Personal information
- Nationality: Swedish
- Born: 23 September 1943 Karlstad, Sweden
- Died: 28 February 2012 (aged 68) Huay Yang, Thailand
- Active years: 1973–1988
- Co-driver: Claes-Göran Andersson Donald Karlsson Bruno Berglund Bob de Jong Lars-Ove Larsson Jörgan Skallman
- Teams: Opel, Mitsubishi Ralliart
- Rallies: 45
- Championships: 0
- Rally wins: 1
- Podiums: 4
- Stage wins: 57
- Total points: 74
- First rally: 1973 Monte Carlo Rally
- First win: 1980 Swedish Rally
- Last rally: 1988 Swedish Rally

= Anders Kulläng =

Swedish rally driver (1943–2012)

Anders Göran Kulläng (23 September 1943 – 28 February 2012) was a Swedish rally and rallycross driver. His biggest success was to win the 1980 Swedish Rally.

==Career==
Kulläng began his rallying career in 1962. He competed in the first ever World Rally Championship round, the 1973 Monte Carlo Rally, in an Opel Ascona. He continued to compete on WRC rounds for Opel until 1981, including winning the 1980 Swedish Rally. During 1981, he became an official driver for Mitsubishi Ralliart.

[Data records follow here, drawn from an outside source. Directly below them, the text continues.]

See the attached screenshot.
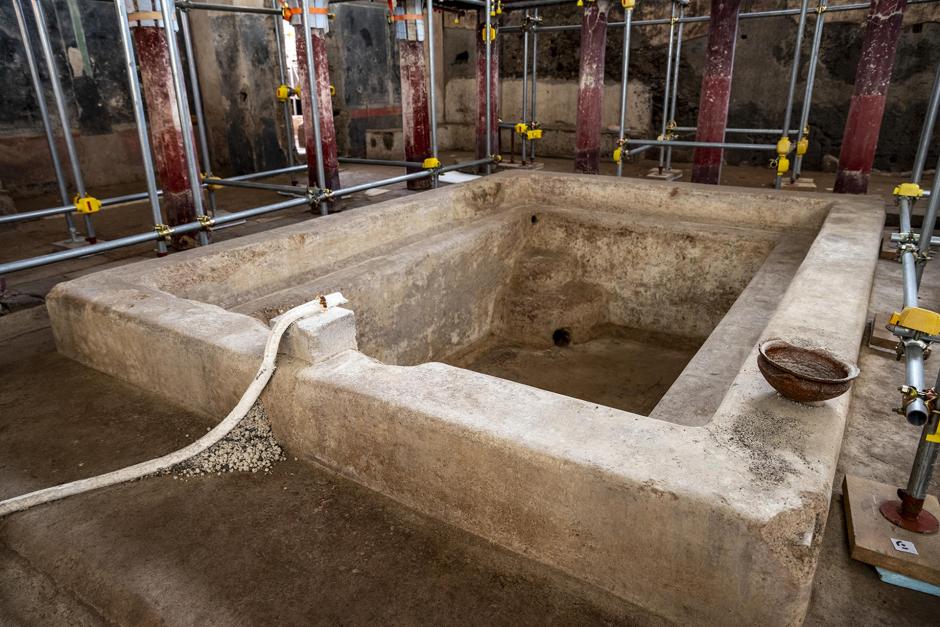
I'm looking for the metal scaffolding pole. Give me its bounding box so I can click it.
[0,159,492,276]
[790,0,827,182]
[428,0,438,187]
[160,0,209,246]
[774,0,809,189]
[114,0,166,257]
[30,0,98,244]
[659,0,679,174]
[179,11,215,217]
[483,0,493,174]
[300,0,329,216]
[616,1,634,176]
[529,9,539,163]
[271,0,294,172]
[176,0,281,16]
[625,139,777,154]
[911,63,940,184]
[513,11,529,165]
[13,0,78,242]
[666,4,685,172]
[917,158,940,288]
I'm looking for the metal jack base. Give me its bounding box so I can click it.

Kulläng later ran his own rally school in Sweden. His pupils included Colin McRae and Sébastien Loeb.

===WRC victories===

| # | Event | Season | Co-driver | Car |
|---|---|---|---|---|
| 1 | Sweden 30th International Swedish Rally | 1980 | Bruno Berglund | Opel Ascona 400 |

==Death==
On 28 February 2012, Kulläng drowned whilst on vacation in Huay Yang, Thailand.